YBI officials have said their building is merely a backdrop for the art, which began as a class project for an independent-study course at Youngstown State University in January 2012 taught by former graphic-design professor Charmaine Banach, who now teaches at Quinnipiac University in Connecticut.

“For me, it’s really been about Youngstown. When the class first sat down, we decided to choose one word to encapsulate what we were trying to say with this mural about a city people live in,” Banach said. “We wanted to include its design imagery and inform the city of its new cultural identity — the word we chose was metamorphosis.”

From there, designing the piece was not always easy, Banach said. A large part of the artistic challenge was highlighting both the positive and negative aspects of the city’s growing pains in recent years.

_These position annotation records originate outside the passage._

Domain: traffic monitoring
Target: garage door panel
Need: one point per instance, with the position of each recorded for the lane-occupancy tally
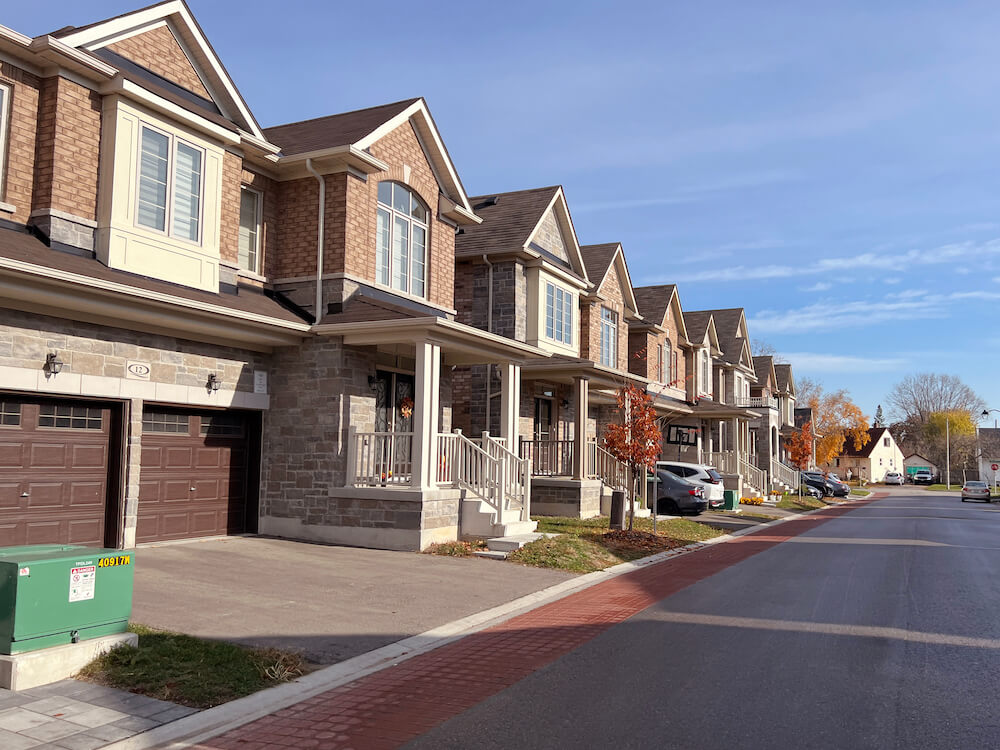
(48, 455)
(11, 454)
(84, 457)
(215, 466)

More than six students worked on the project from the conceptual phase through the design and installation phase. The mural was designed on a computer and printed at a location in Cleveland after arrangements at a Youngstown facility fell through.

Each student was in charge of designing a section of the mural, with the overall goal of combining those parts to tell an entire story. The mural is intended to make sense when viewed from any direction.

The end product, installed over three days, was a rolling piece of vinyl that’s highly visible to passers-by on West Federal Street. It depicts Youngstown’s cityscape and at turns includes dragonflies, outdoor scenes and graphics of smokestacks and steel workers, all done in pastels with undertones of darker colors at points.

Though the 300-foot mural could last up to two years or more, it likely will be up for only one year, Banach said.

The project was funded by 122 donors through an online Kickstarter campaign that raised $7,500 to print the mural.